Les Assises nationales du Niger ont récemment validé un prolongement de la transition pour cinq ans, avec la possibilité pour le général Abdourahamane Tiani de se présenter aux élections à leur issue.
Un scénario qui rappelle étrangement les pratiques des régimes civils renversés, où les dirigeants manipulaient les institutions pour prolonger leur règne sous couvert de légitimité populaire.
Loin de rompre avec ces méthodes, l’Alliance des États du Sahel (AES) semble reproduire les mêmes mécanismes, à ceci près qu’aujourd’hui, les militaires détiennent le pouvoir des armes et n’hésitent pas à réprimer les voix dissidentes.
Dans ce contexte, une question se pose : où va réellement l’AES et quelles seront ses prochaines étapes ?
Les décisions prises au Niger, le 22 février dernier, s’inscrivent dans une dynamique plus large observée au Mali et au Burkina Faso, où les transitions se prolongent, les élections sont repoussées, et toute contestation est étouffée.
À l’heure où l’AES prétend offrir une alternative à la CEDEAO, les actes posés par ses dirigeants montrent une continuité avec les pratiques qu’ils dénonçaient.
Une alternative… mais vers quoi ?
Née du divorce entre le Mali, le Burkina Faso et le Niger avec la CEDEAO, l’AES s’est construite sur un double rejet : celui d’un prétendu néocolonialisme économique et politique, et celui d’une gouvernance régionale jugée inefficace et inféodée aux intérêts occidentaux.
L’ambition affichée est claire : une intégration plus forte entre les trois États et une lutte accrue contre l’insécurité.
Cependant, les premiers actes posés interrogent.

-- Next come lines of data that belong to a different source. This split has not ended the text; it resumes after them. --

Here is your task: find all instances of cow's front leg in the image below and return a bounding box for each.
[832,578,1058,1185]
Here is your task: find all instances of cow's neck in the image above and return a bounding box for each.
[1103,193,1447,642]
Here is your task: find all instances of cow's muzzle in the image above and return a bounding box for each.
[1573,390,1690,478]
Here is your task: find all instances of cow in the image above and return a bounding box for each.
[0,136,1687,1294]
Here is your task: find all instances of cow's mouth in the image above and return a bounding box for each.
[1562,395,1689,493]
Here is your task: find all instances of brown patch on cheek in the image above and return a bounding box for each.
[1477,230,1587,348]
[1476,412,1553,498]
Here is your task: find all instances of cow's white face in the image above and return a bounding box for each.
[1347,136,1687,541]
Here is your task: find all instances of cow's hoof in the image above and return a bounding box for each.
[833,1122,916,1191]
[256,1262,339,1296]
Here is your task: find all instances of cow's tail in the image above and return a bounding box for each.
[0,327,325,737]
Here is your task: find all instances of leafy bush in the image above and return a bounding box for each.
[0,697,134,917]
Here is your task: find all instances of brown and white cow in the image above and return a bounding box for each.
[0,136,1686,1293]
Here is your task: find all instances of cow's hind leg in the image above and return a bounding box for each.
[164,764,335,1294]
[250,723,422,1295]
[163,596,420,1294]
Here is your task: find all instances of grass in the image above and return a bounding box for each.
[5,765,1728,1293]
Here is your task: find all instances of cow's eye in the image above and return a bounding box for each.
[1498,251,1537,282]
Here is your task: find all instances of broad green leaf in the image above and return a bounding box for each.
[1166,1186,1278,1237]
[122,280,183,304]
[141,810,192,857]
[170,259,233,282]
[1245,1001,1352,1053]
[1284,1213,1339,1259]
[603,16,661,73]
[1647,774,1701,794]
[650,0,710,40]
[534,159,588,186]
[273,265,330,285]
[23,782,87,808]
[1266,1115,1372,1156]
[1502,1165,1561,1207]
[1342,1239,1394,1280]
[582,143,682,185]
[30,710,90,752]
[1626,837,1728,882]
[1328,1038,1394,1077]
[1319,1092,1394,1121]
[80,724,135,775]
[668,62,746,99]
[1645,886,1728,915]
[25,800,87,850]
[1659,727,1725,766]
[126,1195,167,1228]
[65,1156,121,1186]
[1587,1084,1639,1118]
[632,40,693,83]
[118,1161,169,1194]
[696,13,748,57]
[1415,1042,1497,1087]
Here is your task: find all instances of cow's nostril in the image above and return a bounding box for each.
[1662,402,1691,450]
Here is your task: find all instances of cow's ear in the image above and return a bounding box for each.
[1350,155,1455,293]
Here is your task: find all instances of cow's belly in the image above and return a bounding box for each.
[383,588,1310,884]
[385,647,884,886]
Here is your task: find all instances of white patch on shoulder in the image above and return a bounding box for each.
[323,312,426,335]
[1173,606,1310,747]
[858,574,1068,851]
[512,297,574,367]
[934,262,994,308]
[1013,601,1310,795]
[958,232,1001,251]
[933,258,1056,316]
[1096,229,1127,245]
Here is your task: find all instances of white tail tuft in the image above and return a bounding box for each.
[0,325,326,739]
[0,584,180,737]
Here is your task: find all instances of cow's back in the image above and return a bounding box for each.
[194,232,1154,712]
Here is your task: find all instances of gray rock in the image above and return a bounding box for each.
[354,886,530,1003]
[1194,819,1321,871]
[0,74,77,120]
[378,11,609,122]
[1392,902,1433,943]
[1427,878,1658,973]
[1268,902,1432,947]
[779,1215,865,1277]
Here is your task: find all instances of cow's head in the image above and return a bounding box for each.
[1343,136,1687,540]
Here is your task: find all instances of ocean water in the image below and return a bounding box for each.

Si la CEDEAO est critiquée pour son manque de réactivité et ses erreurs stratégiques, l’AES semble reproduire les mêmes travers, avec une concentration du pouvoir entre les mains de dirigeants militaires et une dérive autoritaire grandissante.
Militarisation et culte du pouvoir : une impasse prévisible ?
Le discours officiel met en ilavant la sécurisation des territoires, mais dans les faits, on observe une consolidation du pouvoir militaire.
Au Niger, les Assises nationales, qui se sont déroulées entre le 15 et le 22 février, ont proposé une transition de cinq ans renouvelable, où le général Abdourahamane Tiani pourrait se présenter aux prochaines élections à l’issue de cette période.
Ce scénario rappelle les stratégies des anciens régimes civils qui utilisaient des prétextes sécuritaires ou économiques pour prolonger leur pouvoir.
Le Mali et le Burkina Faso suivent une trajectoire similaire : des transitions qui se prolongent sans fin claire, des élections sans calendrier précis, et une concentration de pouvoir entre les mains de l’armée.
Si dans les années 1980 et 1990, il était courant de voir des chefs d’État en treillis militaire et pistolet à la ceinture, aujourd’hui, l’image d’un pouvoir militaire omniprésent évoque un retour en arrière plutôt qu’un progrès.
Plus inquiétant encore, toute voix dissidente est réprimée, et ceux qui osent évoquer un retour à l’ordre constitutionnel sont systématiquement accusés de trahison.
Des Assises nationales qui valident un pouvoir prolongé
Les Assises nationales organisées au Niger, ressemblent en bien de points, à celles du Burkina Faso et du Mali.
Au Burkina Faso, les forces vives, favorables à la junte ont décidé d’une prolongation de la transition pour cinq ans.
La situation politique du pays a été renforcée par un statut spécial pour le président de la transition, le capitaine Ibrahim Traoré.
Aucun obstacle ne se pose désormais à ce dernier, qui pourra participer aux élections à l'issue de la transition, tout comme au Niger et au Mali.
Le discours officiel justifie cette prolongation par des impératifs de stabilité et de lutte contre le terrorisme.
Mais la réalité est que ces méthodes ne sont pas nouvelles : autrefois, c’étaient des dirigeants civils qui usaient de prétextes économiques ou sécuritaires pour s’éterniser au pouvoir.
Aujourd’hui, ce sont des militaires qui le font, avec la force des armes et la répression accrue.
Autopromotion au sein des régimes militaires
La tendance à l'autopromotion au sein des régimes militaires est également manifeste.
Au Mali, le colonel Assimi Goïta, président de la transition, a été promu au grade de général d'armée à titre exceptionnel lors du conseil des ministres du 16 octobre 2024.

Cette promotion, la plus élevée dans la hiérarchie militaire malienne, a été accompagnée de l'élévation au grade de général de plusieurs de ses proches collaborateurs, consolidant ainsi leur emprise sur les structures de pouvoir.
Au Niger, le général de brigade Abdourahamane Tiani, a vu les participants aux Assises nationales proposer, le 20 février 2025, son élévation au grade de général d'armée.